CHICAGO (CBS) — During the coldest days of this winter, Chicago Animal Care and Control failed to respond to dozens of calls about possible inhumane treatment of pets.

WBBM’s Steve Miller has the story.

“Spike!” the owner whistles.

He calls him several times.

Spike the dog lived in a wooden lean-to outside a West Side business. Spike’s owner told us Spike kept thieves away.

When we visited it was 11 degrees.

WBBM: You think he’s all right?

“Oh yeah.”

A lean-to where Spike the dog lived. (Credit: Steve Miller)

A lean-to where Spike the dog lived. (Credit: Steve Miller)

Chicago Animal Care and Control visited before we did after at least one neighbor complained that the dog was “living outside for long periods on a chain out in the cold.”

We were there three weeks after Chicago Animal Care and Control marked the case “completed.”

We found Spike still in the lean-to that barely kept out the cold. Spike was lethargic.

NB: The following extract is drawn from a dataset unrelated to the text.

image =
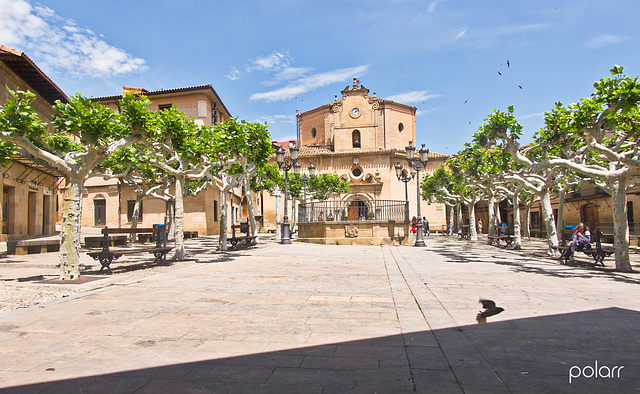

“Spike!” the owner called.

WBBM: Do you think – is it warm enough, do you think?

“I think it’s warm. I think it’s warm in there,” the owner responded.

But it was apparently not.

The next day, the owner voluntarily gave Spike over to a not-for-profit animal welfare group.

Spike. (Credit: Steve Miller)

Spike. (Credit: Steve Miller)

Should Chicago Animal Care and Control have done more? We don’t presume to answer that here.

Whether the city did enough or not, it took only a week for them to mark the case “completed.”

That was after WBBM alerted the city that we were looking at open cases.

They sent us more than 400 – a backlog of calls about the possible inhumane treatment of pets that went all the way back to August of last year.